下手でも心を込めて書いた文字とそうでない文字は一目瞭然です。「心を込めている」と感じる文字の書き方としては、小さすぎず、罫線からはみ出ず、一文字ずつ画数を数えながら書いていくのがコツです。

そして、字が下手でも必ず自分が書くようにしましょう。当然のことですが、誰かに代筆を頼んではいけません。これは虚偽になりかねません。

最近では電子カルテを導入する病院が増えています。そのため、実際の看護の仕事で手書きを必要とする場面は少なく、採用者側も字の上手い下手で採用を判断するわけではありません。そうではなく、字を丁寧に書くかどうかのほうが大切です。

使いまわしをしない

複数の病院に履歴書を提出するとしても、必ず一病院につき一つずつ履歴書を書くことが大切です。履歴書は基本データで丁寧に書いてあるとしても、志望理由や自己PRがその病院に合わないものであれば、求人を出している採用者側に履歴書を使いまわしていることを見抜かれてしまう可能性が高くなってしまいます

それでは採用する病院に良い印象を与えません。「履歴書は一病院につき一枚」という原則を守ることが大切です。

転職会社を利用する

もし履歴書作成に自信がない場合は、看護師転職会社を活用することを検討してみましょう。一度下書きした履歴書をコンサルタントに確認してもらうのです。

コンサルタントにアドバイスをもらうと、自分のことを客観的に見ることができ、スムーズに履歴書を書き進められます。
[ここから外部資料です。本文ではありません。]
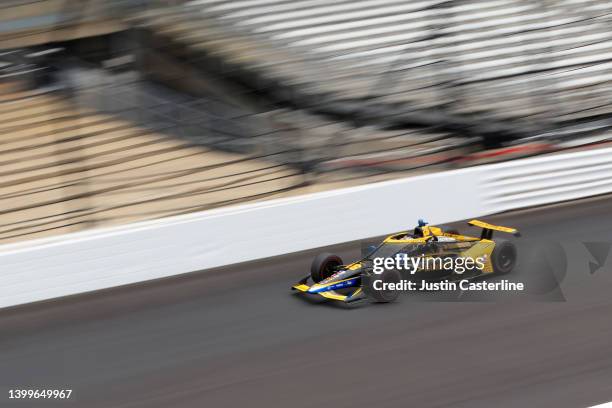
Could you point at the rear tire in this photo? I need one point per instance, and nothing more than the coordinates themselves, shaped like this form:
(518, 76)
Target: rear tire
(503, 257)
(323, 266)
(382, 296)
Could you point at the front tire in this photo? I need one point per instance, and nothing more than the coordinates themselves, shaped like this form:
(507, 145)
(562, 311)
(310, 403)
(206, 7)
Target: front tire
(503, 257)
(323, 266)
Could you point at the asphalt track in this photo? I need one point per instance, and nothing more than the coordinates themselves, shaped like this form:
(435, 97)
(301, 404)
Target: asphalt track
(236, 337)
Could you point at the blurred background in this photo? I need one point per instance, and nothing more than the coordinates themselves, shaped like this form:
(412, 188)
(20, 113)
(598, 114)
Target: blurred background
(118, 111)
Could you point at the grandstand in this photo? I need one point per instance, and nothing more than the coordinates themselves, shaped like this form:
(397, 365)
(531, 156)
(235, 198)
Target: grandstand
(522, 68)
(64, 168)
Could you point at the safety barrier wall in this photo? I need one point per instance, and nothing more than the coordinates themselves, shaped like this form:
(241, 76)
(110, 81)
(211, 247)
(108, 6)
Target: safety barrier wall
(98, 259)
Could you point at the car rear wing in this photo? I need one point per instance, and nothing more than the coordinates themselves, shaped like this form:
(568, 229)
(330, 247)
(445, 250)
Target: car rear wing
(487, 229)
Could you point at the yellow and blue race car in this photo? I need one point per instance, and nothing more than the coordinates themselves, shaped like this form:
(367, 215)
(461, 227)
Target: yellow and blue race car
(426, 253)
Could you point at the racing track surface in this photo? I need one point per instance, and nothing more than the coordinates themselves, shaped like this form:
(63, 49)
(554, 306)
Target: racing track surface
(236, 337)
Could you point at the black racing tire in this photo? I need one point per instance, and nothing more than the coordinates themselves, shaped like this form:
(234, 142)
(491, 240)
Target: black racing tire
(382, 296)
(323, 266)
(503, 257)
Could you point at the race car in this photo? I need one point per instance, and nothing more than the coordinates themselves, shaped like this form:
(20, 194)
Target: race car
(332, 279)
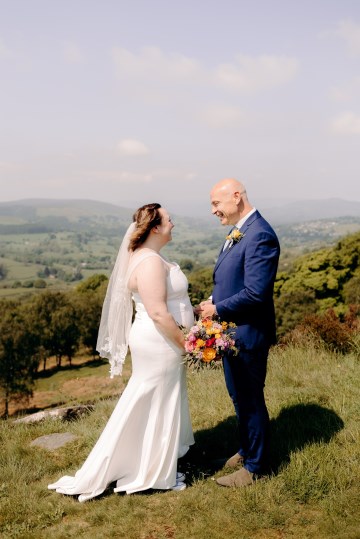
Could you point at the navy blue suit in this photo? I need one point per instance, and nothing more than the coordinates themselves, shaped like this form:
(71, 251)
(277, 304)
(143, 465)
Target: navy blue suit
(244, 277)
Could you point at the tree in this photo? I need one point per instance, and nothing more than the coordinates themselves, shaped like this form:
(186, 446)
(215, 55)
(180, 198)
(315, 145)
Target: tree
(56, 324)
(3, 271)
(88, 302)
(18, 354)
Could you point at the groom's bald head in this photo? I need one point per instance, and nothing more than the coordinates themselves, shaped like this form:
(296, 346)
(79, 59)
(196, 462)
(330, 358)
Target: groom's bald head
(229, 201)
(229, 186)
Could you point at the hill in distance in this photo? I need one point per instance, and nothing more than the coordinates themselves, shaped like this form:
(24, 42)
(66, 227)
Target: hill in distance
(75, 210)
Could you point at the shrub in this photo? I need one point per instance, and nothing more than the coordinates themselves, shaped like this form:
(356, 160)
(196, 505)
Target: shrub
(338, 335)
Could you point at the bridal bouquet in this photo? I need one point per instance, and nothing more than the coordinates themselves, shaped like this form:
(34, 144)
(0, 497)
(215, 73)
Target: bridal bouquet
(207, 341)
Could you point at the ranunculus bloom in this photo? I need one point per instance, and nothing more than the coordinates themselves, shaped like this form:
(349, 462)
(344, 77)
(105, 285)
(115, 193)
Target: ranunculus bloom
(209, 354)
(189, 346)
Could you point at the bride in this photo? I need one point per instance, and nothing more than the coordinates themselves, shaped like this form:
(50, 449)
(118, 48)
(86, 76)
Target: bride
(150, 426)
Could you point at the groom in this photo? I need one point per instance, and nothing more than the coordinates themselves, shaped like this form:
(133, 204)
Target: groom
(244, 277)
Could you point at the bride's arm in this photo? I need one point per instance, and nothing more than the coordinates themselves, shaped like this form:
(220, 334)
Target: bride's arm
(150, 279)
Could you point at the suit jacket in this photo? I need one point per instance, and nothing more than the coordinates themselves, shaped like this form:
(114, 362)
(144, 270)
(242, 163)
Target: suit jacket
(244, 276)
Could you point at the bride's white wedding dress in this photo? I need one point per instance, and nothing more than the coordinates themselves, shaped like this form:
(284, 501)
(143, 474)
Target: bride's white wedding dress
(150, 427)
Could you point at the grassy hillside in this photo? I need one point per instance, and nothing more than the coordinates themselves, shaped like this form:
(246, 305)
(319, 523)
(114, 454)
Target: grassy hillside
(313, 492)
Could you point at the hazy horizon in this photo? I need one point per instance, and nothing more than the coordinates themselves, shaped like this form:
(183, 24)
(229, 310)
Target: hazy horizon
(128, 102)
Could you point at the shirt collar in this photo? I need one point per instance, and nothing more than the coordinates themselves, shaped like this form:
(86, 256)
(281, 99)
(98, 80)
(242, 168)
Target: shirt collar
(240, 223)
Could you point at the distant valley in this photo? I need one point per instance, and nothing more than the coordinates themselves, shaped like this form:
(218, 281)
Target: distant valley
(56, 243)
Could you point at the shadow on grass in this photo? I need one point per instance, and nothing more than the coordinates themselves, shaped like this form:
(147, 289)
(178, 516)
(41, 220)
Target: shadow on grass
(294, 428)
(92, 363)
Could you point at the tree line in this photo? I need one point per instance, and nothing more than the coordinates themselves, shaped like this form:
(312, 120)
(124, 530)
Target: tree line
(319, 294)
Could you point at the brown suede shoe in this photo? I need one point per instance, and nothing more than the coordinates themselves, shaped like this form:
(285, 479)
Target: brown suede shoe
(235, 461)
(241, 478)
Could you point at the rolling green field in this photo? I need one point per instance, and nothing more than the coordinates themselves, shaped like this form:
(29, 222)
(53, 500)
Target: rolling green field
(312, 492)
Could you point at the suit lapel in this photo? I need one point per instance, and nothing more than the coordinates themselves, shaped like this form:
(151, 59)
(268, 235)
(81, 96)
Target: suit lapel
(243, 229)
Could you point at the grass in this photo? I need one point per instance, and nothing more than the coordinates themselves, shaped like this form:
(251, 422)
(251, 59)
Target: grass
(313, 490)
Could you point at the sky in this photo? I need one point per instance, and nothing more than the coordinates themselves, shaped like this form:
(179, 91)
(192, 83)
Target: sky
(135, 101)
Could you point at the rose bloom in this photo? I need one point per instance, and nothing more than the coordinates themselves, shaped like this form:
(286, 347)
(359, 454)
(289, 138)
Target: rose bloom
(209, 354)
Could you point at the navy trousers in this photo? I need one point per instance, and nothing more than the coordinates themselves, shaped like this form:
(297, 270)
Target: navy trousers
(245, 380)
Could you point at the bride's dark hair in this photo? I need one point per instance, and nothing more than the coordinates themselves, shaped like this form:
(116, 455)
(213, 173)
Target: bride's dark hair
(145, 219)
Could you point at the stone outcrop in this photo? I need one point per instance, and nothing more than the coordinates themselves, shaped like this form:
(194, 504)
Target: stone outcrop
(53, 441)
(65, 414)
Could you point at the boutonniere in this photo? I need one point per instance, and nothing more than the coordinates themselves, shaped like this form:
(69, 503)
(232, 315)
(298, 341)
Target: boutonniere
(234, 237)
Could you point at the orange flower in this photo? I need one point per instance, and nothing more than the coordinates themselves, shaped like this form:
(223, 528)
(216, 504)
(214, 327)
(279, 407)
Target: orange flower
(209, 354)
(207, 322)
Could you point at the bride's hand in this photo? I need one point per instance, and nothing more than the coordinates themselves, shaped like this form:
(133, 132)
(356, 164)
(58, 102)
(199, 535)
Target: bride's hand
(207, 309)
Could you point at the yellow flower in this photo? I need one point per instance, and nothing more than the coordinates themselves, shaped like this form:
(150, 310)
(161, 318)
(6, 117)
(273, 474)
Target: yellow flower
(209, 354)
(235, 235)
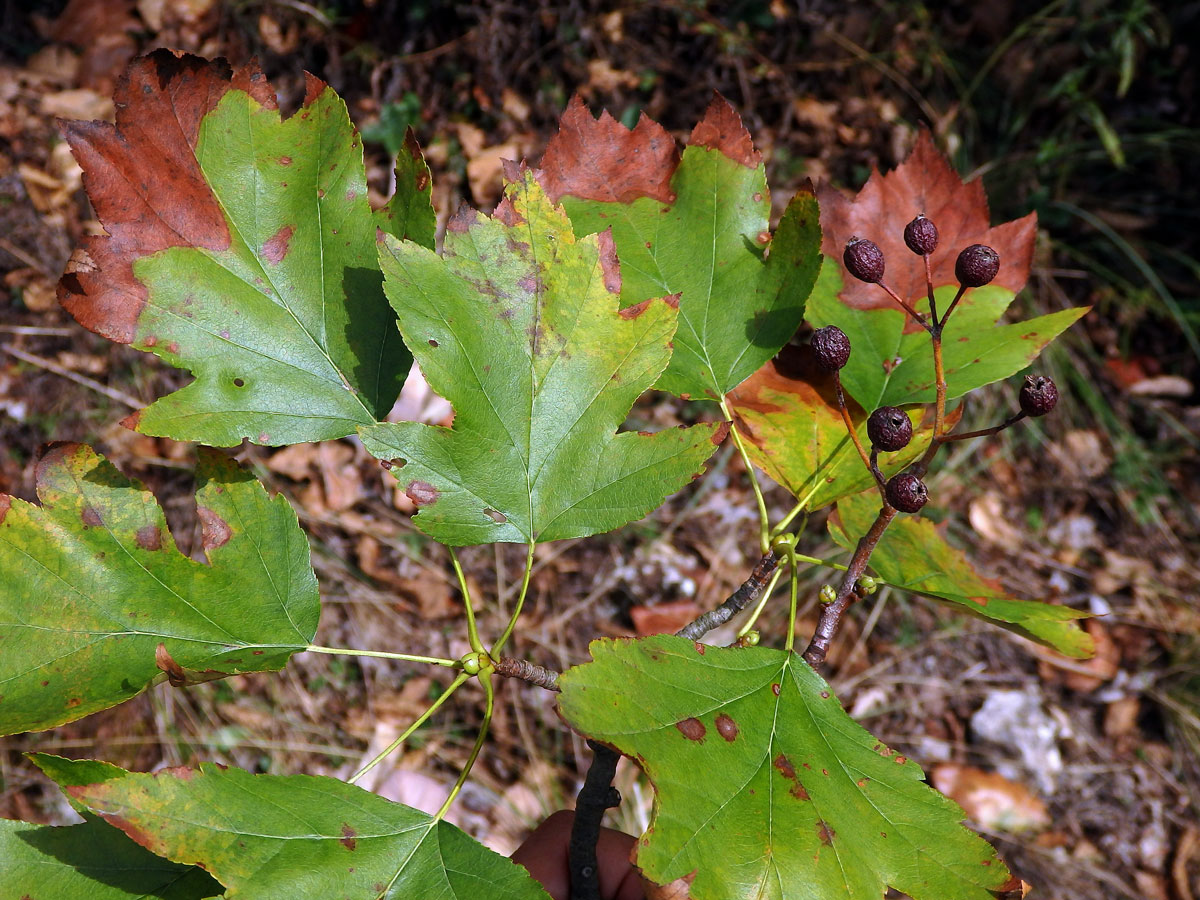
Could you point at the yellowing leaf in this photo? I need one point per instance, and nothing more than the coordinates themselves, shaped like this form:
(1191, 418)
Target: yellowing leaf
(240, 247)
(271, 837)
(915, 557)
(99, 604)
(696, 227)
(787, 413)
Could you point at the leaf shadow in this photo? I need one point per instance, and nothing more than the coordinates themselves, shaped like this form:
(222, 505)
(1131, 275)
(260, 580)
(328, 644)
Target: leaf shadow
(381, 358)
(107, 856)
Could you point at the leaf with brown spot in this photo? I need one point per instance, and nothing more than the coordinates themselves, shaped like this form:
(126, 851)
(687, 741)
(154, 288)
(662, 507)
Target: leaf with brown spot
(93, 615)
(267, 837)
(751, 817)
(915, 556)
(695, 227)
(241, 247)
(891, 363)
(517, 324)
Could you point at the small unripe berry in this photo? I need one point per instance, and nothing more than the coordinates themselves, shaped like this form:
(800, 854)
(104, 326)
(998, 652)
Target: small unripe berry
(1038, 395)
(832, 347)
(977, 265)
(921, 235)
(889, 429)
(864, 261)
(906, 492)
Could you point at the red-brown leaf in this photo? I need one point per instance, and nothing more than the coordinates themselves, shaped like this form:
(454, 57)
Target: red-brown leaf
(603, 160)
(721, 130)
(150, 149)
(924, 183)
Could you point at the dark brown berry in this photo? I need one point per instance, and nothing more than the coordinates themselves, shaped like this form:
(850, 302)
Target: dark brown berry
(921, 235)
(831, 347)
(1038, 396)
(977, 265)
(864, 261)
(906, 492)
(889, 429)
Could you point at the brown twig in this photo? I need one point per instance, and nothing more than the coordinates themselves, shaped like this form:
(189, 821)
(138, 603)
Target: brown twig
(917, 316)
(595, 798)
(525, 670)
(929, 285)
(849, 421)
(831, 616)
(983, 432)
(963, 289)
(750, 591)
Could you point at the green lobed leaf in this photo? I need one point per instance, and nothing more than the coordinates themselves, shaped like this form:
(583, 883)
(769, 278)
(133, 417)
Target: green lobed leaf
(517, 325)
(409, 213)
(891, 367)
(91, 861)
(703, 239)
(913, 556)
(286, 837)
(765, 786)
(94, 586)
(241, 247)
(787, 413)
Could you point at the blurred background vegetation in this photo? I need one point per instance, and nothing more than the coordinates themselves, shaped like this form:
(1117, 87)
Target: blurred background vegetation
(1083, 111)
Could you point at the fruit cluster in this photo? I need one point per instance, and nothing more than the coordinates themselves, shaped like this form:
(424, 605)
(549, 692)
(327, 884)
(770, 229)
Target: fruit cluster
(889, 429)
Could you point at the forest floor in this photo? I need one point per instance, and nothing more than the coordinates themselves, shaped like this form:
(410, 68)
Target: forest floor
(1086, 775)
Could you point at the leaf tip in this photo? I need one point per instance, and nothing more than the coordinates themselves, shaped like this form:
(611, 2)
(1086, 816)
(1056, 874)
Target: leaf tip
(313, 88)
(721, 130)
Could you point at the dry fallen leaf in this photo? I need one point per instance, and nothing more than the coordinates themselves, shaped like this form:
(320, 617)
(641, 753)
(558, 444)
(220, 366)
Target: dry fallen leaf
(991, 799)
さらに履歴書とともに、コンサルタントが希望先の病院にあなたの「推薦コメント」を添えて、紹介先の病院に「あなた」という人間を売り込みます。このときのコメントは履歴書とともに選考結果に大きな影響を与えます。

もし、転職活動をしていて立ち往生したり、独りで不安なことがあったりしたら、転職会社のコンサルタントとともに転職活動を行うこともできるので覚えておくとよいでしょう。


看護師転職での失敗を避け、理想の求人を探すには

求人を探すとき、看護師の多くが転職サイト(転職エージェント)を活用します。自分一人では頑張っても1~2社へのアプローチであり、さらに労働条件や年収の交渉までしなければいけません。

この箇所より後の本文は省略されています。